Wood biology and forest ecology of tropical Africa
***While the museum building is closed for
renovation, scientific research will continue at Tervuren.***
Wood biology analyses the anatomical structure of lignified tissues (wood anatomy) and the growth processes of trees (dendrochronology). The laboratory of wood biology studies in particular tropical African trees and other ligneous plants. As such our work contributes to forest ecology and underpins sustainable production of wood in tropical Africa.
Fields of research:
- anatomical features of wood species;
- growth of trees and forest ecology;
- physiology of tropical trees;
- archaeobotany and history of ancient forests through analysis of charcoal present in the soil.

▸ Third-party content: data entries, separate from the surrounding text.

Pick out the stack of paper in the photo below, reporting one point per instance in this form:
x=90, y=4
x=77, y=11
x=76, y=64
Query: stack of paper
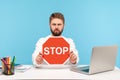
x=22, y=68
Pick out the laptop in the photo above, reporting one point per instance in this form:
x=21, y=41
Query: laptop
x=103, y=59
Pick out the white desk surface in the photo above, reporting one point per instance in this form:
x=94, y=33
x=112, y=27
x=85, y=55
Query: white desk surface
x=65, y=73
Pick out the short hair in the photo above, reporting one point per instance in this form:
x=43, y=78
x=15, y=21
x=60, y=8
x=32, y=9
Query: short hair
x=57, y=15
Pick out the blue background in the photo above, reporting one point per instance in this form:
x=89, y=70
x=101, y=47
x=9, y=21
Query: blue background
x=88, y=22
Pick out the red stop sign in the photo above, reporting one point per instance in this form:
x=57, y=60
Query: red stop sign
x=56, y=51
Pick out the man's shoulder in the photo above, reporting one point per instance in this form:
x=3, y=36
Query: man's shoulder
x=68, y=39
x=42, y=40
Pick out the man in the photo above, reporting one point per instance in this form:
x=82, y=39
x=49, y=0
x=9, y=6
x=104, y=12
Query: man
x=56, y=23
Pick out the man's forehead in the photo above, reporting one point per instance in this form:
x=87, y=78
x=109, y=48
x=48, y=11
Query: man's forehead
x=56, y=20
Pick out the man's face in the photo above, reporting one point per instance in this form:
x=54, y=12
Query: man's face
x=56, y=26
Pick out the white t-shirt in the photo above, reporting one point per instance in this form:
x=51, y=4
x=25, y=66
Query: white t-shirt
x=41, y=41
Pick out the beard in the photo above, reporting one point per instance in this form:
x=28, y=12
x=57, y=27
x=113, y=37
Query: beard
x=56, y=32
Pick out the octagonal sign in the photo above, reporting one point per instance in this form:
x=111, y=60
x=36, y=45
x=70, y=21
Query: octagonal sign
x=56, y=51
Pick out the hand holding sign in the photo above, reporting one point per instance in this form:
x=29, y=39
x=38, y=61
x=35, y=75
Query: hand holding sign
x=73, y=57
x=39, y=58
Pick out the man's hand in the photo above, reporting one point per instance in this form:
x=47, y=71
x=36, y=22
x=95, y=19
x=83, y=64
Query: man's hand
x=73, y=58
x=39, y=58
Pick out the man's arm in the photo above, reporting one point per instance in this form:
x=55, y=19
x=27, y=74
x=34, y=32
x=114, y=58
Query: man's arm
x=36, y=56
x=74, y=58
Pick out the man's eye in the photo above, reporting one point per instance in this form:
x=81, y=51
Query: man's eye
x=59, y=24
x=54, y=24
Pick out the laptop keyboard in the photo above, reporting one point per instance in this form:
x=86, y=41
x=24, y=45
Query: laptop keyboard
x=85, y=70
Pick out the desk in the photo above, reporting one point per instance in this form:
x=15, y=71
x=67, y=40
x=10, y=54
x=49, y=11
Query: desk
x=65, y=73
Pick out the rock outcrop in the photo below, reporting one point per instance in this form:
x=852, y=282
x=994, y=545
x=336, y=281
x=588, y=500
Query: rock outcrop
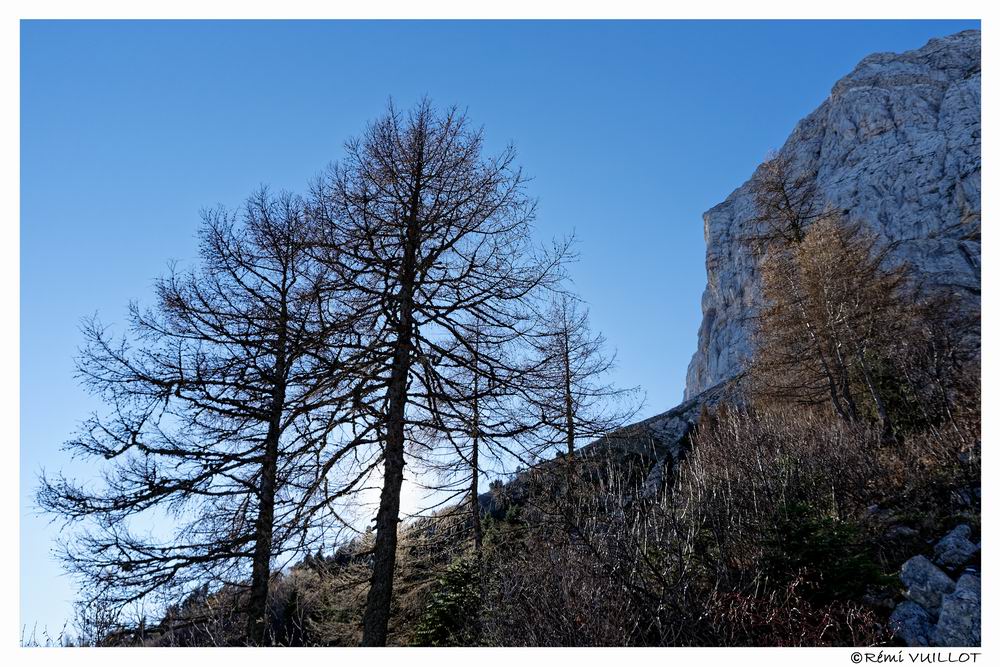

Our xylarium is a reference collection with more than 67 000 wood samples from all over the world. Due to our experience and these collections, we can provide independent expertise, not limited to tropical Africa:
- wood identification for the timber trade and industry (including CITES), for art history, for archaeology and paleontology;
- dating of wood by studying growth ring patterns.
In addition, we are developing capacity building programs for African institutions and provide trainings for teachers and the private sector.
Internally, we work together with the ichtyology and linguistics sections in the field of sustainable forest management, with the archaeology section for history of the forests and with zoology and geology for forest ecology.
The service has its origin in the late 19th century. At the time, its aim was the study of wood varieties with a potential commercial value. Since the 1960s, research was mainly concentrated on identification of botanical species from different contexts. Since the 1990s, we have been mainly concerned with forest ecology.